Class types define the structure and behavior of domain entities. They can be abstract (base classes that aren’t instantiated directly) or concrete (classes that can be instantiated).
abstract type Asset mixes Entity {
  assetId: String;
  name: String;
  description: String;
  location: GeoLocation;
}

type WindTurbine mixes Asset {
  // Additional fields and methods specific to wind turbines
}

Fields

Fields define the properties of a Type. They can be simple values (strings, numbers, dates) or references to other Types.
type WindFarm mixes Entity {
  name: String;
  location: GeoLocation;
  capacity: Measure<Power>;
  commissionDate: Date;
  
  turbines: -> [WindTurbine];
  weatherData: -> [WeatherRecord];
}

Methods

Methods define the behavior of a Type.

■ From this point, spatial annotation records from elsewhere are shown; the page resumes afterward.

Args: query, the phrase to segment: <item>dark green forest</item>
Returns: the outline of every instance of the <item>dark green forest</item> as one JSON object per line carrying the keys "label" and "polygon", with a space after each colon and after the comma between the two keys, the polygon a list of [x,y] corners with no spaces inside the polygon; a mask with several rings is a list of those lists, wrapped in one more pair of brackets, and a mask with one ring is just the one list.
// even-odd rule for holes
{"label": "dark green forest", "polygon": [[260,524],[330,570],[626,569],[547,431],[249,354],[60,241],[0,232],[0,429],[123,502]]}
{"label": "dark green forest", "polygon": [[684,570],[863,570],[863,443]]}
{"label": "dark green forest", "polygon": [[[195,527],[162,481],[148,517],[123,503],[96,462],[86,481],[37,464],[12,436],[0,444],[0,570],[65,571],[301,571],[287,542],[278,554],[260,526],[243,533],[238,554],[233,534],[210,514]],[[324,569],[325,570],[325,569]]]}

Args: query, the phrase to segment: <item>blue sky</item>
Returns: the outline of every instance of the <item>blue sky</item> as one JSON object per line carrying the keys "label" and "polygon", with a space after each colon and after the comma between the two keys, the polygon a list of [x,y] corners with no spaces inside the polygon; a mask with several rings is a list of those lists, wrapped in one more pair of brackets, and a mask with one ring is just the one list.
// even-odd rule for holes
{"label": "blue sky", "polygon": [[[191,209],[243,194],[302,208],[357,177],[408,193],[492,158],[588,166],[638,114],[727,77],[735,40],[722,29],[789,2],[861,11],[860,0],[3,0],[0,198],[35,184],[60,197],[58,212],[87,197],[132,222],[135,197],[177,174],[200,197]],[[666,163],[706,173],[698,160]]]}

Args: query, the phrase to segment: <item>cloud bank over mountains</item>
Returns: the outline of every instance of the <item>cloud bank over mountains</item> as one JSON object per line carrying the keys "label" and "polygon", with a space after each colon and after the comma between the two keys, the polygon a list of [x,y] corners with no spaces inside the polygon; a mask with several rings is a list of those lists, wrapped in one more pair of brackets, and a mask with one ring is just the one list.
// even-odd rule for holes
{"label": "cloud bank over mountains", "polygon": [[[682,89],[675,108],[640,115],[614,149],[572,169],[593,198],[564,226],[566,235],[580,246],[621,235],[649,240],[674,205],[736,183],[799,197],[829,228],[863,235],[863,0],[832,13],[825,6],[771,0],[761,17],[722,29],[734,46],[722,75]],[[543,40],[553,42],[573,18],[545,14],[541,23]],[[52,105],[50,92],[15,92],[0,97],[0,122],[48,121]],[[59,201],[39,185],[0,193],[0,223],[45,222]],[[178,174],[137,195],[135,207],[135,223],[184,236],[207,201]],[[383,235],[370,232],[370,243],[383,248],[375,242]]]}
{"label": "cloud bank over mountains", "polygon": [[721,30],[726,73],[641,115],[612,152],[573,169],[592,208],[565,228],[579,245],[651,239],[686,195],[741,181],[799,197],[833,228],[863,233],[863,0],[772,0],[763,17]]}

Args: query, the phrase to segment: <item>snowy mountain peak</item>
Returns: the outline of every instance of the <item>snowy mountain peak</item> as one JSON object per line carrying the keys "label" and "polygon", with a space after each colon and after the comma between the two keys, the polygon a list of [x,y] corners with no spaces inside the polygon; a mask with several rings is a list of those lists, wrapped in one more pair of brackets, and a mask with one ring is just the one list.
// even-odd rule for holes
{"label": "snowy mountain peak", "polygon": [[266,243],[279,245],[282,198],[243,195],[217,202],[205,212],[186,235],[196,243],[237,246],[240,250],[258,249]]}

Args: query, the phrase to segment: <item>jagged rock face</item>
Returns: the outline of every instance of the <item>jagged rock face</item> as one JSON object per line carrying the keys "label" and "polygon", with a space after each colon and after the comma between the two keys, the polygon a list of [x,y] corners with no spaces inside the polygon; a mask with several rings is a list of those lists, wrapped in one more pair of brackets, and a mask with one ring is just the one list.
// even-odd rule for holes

They can be implemented in JavaScript, Python, or other supported languages.
type WindTurbine mixes Asset {
  // Fields...
  
  calculateEfficiency(): Double ~ js-server {
    // Implementation in JavaScript
    const readings = this.powerReadings.fetch();
    // Calculate efficiency based on readings
    return efficiency;
  }
  
  predictMaintenance(): MaintenancePrediction ~ python {
    # Implementation in Python
    import numpy as np
    from sklearn.ensemble import RandomForestClassifier
    # Predict maintenance needs
    return prediction
  }
}

Schema versioning

The Type System supports schema versioning, allowing you to evolve your data model over time without breaking existing applications. You can add new fields, deprecate old ones, and migrate data between versions.
type WindTurbine mixes Asset {
  // Version 1 fields
  manufacturer: String;
  model: String;
  installedCapacity: Measure<Power>;
  
  // Version 2 fields
  @since(2.0)
  commissionDate: Date;
  @since(2.0)
  decommissionDate: Date;
  
  // Version 3 fields
  @since(3.0)
  firmware: String;
  @since(3.0)
  lastFirmwareUpdate: Date;
}

Practical application

The C3 AI Type System is used across industries to model complex domains:
  • In energy, it models power plants, transmission networks, and consumption patterns
  • In manufacturing, it models production lines, equipment, and quality metrics
  • In healthcare, it models patients, treatments, and medical devices
  • In finance, it models transactions, accounts, and risk factors
For example, in a wind farm monitoring application, you might define Types for wind farms, turbines, sensors, maintenance records, and weather data. These Types would capture the relationships between these entities (example: a wind farm contains multiple turbines, each with multiple sensors) and the business logic for analyzing performance and predicting maintenance needs.